Discrete Dynamics in Nature and Society

Volume 2017, Article ID 4580206, 15 pages

https://doi.org/10.1155/2017/4580206

## A Decentralized Partially Observable Markov Decision Model with Action Duration for Goal Recognition in Real Time Strategy Games

College of Information System and Management, National University of Defense Technology, Changsha 410073, China

Correspondence should be addressed to Kai Xu; nc.ude.tdun@90iakux

Received 22 March 2017; Accepted 8 June 2017; Published 16 July 2017

Academic Editor: Filippo Cacace

Copyright © 2017 Peng Jiao et al. This is an open access article distributed under the Creative Commons Attribution License, which permits unrestricted use, distribution, and reproduction in any medium, provided the original work is properly cited.

#### Abstract

Multiagent goal recognition is a tough yet important problem in many real time strategy games or simulation systems. Traditional modeling methods either are in great demand of detailed agents’ domain knowledge and training dataset for policy estimation or lack clear definition of action duration. To solve the above problems, we propose a novel Dec-POMDM-T model, combining the classic Dec-POMDP, an observation model for recognizer, joint goal with its termination indicator, and time duration variables for actions with action termination variables. In this paper, a model-free algorithm named cooperative colearning based on Sarsa is used. Considering that Dec-POMDM-T usually encounters multiagent goal recognition problems with different sorts of noises, partially missing data, and unknown action durations, the paper exploits the SIS PF with resampling for inference under the dynamic Bayesian network structure of Dec-POMDM-T. In experiments, a modified predator-prey scenario is adopted to study multiagent joint goal recognition problem, which is the recognition of the joint target shared among cooperative predators. Experiment results show that (a) Dec-POMDM-T works effectively in multiagent goal recognition and adapts well to dynamic changing goals within agent group; (b) Dec-POMDM-T outperforms traditional Dec-MDP-based methods in terms of precision, recall, and -measure.

#### 1. Introduction

Recently, more and more commercial real time strategy (RTS) games have received attention from AI researchers, behavior scientists, policy evaluators, and staff training groups [1]. A key aspect in developing these RTS games is to create human-like players or agents who can act or react intelligently against changing virtual environment and incoming interactions from real players [2]. Though many AI planning and decision-making algorithms have been applied to agents in RTS games, their behavior patterns are still easy to be predicted and thus making games less entertaining or intuitive. This is partially because of agents’ low information processing and understanding ability, for example, the recognition of goal or intention from opponents or friends. In other words, understanding goals or intentions in time helps agents cooperate better or make counter decisions more efficiently.
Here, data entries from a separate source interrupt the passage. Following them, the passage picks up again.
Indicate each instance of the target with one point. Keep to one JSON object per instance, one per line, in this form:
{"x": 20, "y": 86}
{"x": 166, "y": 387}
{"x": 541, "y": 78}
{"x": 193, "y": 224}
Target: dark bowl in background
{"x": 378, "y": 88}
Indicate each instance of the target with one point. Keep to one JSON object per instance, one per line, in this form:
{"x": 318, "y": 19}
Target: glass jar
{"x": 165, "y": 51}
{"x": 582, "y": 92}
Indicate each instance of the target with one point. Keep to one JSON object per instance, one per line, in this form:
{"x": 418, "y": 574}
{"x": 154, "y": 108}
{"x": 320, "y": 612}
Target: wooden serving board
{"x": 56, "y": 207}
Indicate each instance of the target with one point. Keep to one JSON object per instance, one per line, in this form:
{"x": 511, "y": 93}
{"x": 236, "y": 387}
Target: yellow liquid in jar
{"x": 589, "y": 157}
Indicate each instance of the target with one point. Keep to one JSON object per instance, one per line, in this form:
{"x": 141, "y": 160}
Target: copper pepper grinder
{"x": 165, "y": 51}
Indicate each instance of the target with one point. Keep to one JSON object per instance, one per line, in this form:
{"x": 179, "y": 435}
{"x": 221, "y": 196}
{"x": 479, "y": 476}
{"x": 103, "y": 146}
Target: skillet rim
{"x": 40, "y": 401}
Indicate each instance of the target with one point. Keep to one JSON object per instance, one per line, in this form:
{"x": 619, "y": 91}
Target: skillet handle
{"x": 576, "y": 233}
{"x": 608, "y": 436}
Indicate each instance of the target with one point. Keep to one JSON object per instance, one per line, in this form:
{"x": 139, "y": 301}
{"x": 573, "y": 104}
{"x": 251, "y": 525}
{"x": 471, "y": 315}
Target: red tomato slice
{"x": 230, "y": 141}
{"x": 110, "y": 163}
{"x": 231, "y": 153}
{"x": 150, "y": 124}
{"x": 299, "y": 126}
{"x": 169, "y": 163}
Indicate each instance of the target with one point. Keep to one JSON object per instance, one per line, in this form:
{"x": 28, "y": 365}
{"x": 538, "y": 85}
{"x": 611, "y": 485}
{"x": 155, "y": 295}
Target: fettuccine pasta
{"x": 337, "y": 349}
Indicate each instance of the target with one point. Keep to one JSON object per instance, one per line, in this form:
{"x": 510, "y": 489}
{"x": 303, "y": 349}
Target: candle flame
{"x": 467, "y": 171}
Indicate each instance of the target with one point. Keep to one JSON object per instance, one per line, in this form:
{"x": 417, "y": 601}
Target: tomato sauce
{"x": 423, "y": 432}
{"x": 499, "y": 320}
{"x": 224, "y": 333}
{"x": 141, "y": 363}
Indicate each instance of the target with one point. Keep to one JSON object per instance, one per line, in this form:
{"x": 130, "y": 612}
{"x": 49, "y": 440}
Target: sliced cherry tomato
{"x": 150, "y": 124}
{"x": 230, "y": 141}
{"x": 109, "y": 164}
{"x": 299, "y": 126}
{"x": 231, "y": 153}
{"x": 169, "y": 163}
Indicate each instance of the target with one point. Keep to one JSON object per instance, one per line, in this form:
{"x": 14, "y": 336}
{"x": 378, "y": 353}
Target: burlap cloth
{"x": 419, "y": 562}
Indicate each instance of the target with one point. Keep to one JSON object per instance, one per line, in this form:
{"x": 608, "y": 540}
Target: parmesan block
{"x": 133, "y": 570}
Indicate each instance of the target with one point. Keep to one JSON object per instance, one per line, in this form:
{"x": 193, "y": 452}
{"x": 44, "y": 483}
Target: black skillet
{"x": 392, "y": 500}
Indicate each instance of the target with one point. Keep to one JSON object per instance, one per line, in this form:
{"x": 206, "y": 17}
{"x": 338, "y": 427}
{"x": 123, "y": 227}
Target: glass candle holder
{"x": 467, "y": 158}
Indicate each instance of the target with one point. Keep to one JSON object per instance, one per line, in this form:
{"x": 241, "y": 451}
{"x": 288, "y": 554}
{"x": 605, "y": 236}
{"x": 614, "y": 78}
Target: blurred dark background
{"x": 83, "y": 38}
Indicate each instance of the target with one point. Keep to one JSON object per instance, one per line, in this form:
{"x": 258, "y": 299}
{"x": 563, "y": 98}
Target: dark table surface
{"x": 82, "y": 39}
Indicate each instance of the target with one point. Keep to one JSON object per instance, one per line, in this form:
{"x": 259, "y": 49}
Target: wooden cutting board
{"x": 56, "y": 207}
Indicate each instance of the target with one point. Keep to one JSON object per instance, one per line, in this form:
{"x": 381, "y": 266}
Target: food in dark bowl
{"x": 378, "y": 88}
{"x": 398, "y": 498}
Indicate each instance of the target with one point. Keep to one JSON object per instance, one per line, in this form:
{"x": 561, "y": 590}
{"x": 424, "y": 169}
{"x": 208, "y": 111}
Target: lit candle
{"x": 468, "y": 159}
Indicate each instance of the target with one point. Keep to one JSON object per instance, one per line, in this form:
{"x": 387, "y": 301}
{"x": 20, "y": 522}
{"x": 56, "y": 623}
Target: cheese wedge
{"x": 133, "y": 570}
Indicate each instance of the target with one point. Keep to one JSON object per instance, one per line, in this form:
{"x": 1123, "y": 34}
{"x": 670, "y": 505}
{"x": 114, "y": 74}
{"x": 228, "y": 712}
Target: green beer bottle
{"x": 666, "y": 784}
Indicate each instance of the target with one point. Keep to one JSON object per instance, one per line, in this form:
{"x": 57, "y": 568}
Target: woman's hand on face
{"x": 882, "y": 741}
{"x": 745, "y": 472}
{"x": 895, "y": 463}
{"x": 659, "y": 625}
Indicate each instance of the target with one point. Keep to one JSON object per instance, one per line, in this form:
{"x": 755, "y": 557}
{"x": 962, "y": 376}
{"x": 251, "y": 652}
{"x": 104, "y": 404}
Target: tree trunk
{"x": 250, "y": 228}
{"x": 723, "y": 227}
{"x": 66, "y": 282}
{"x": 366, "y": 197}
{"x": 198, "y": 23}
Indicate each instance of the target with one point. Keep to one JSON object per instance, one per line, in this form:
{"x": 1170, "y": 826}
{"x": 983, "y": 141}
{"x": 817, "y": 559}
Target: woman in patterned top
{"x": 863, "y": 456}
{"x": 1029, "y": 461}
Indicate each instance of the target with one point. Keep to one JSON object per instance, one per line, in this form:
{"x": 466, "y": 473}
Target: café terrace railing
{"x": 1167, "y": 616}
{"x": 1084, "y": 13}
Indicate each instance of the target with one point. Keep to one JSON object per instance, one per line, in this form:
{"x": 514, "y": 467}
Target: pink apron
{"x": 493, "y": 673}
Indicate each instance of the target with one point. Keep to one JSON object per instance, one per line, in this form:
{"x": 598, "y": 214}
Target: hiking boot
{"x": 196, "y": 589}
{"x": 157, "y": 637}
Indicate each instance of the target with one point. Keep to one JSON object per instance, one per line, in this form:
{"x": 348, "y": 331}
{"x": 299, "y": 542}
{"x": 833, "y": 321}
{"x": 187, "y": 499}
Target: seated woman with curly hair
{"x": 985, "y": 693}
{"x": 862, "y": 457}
A typical scenario in RTS games is a group of AI players cooperating to achieve a certain mission. In the Star-Craft, for example, the AI players have to cooperate so as to besiege enemy bases or intercept certain logistic forces [3]. Therefore, if AI players can recognize the real moving or attacking target, they will be better prepared, no matter with early defense employment or counter decision-making. Considering these benefits, goal recognition has attracted lots of attention from researchers in many different fields. Many related models and algorithms have been proposed and applied, such as hidden Markov models (HMMs) [4], conditional random fields (CRFs) [5], Markov decision processes (MDPs) [6], and particle filtering (PF) [7].
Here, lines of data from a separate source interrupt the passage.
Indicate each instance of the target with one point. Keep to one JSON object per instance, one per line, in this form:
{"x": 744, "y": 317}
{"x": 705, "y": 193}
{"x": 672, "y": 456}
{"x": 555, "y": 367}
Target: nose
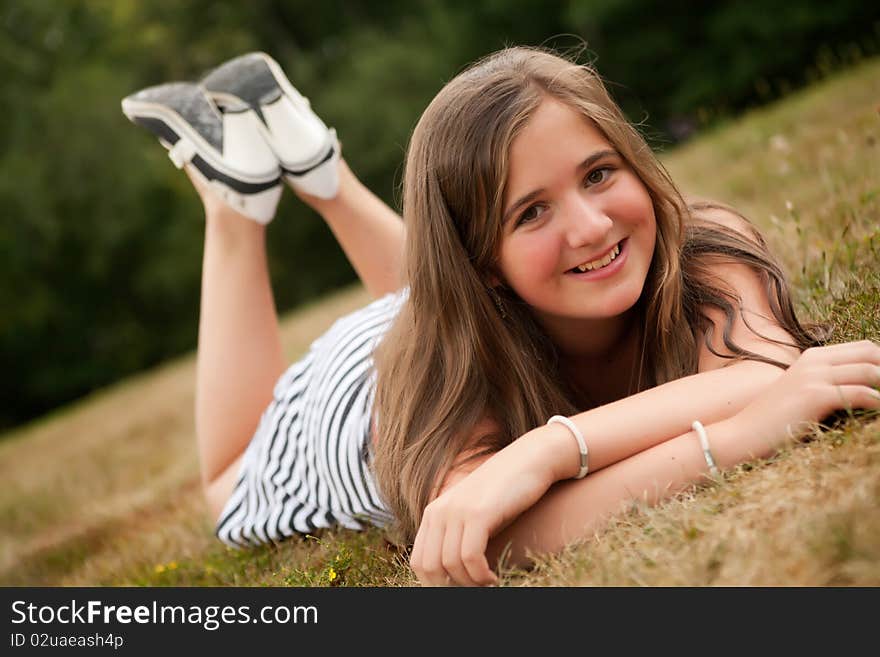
{"x": 586, "y": 223}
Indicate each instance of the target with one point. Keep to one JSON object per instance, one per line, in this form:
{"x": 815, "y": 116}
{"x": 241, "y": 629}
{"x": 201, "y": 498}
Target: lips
{"x": 600, "y": 261}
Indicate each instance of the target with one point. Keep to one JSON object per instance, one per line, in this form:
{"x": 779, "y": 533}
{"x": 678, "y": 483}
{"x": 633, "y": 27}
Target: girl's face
{"x": 572, "y": 204}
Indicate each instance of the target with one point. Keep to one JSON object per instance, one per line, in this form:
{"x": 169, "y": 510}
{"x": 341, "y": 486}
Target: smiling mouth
{"x": 600, "y": 262}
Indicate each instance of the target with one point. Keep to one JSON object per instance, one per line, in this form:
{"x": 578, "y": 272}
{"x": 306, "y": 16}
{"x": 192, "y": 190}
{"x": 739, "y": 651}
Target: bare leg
{"x": 239, "y": 350}
{"x": 370, "y": 233}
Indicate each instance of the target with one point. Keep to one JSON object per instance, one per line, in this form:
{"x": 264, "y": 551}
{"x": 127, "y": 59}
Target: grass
{"x": 105, "y": 491}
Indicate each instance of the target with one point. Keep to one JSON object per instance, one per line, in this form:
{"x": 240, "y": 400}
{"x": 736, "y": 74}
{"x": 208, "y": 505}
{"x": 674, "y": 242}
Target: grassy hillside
{"x": 105, "y": 492}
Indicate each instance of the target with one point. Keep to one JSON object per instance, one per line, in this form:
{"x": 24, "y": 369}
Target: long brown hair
{"x": 459, "y": 352}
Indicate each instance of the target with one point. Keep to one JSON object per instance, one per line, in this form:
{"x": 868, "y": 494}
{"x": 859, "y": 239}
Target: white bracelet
{"x": 704, "y": 443}
{"x": 582, "y": 444}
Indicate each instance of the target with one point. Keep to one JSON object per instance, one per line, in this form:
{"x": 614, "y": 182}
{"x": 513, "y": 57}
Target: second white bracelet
{"x": 582, "y": 444}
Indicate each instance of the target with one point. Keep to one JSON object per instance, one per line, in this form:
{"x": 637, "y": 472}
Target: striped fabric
{"x": 306, "y": 466}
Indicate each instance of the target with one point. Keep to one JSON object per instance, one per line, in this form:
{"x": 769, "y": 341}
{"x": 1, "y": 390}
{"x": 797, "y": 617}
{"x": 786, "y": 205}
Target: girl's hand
{"x": 450, "y": 546}
{"x": 821, "y": 381}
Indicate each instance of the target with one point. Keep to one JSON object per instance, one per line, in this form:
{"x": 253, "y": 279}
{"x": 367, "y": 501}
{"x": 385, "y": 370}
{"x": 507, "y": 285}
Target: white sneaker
{"x": 305, "y": 147}
{"x": 226, "y": 150}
Hidden Markov models [8] are especially known for their applications in temporal pattern recognition such as speech, handwriting, and gesture recognition. Though convenient in representing system states, HMMs have low ability in describing agent actions in dynamic environment. Comparing to HMMs, MDPs have a better representation of actions and their future effects. MDP is the framework for solving sequential decision problems: agents select actions sequentially based on states and each action will have an impact on future states. They have been successfully applied in goal and intention recognition [6]. Several modifications based on the MDP framework have a finer formalization towards more complex scenarios. Among these models, the Dec-POMDM (decentralized partially observable Markov decision model) [9] is a MDP-based method focusing on solving multiagent goal recognition problem. Though having all details of cooperation embedded in team’s joint policy, Dec-POMDM is only concerned about actions starting and terminating within one time step. This is usually not applicable in RTS games.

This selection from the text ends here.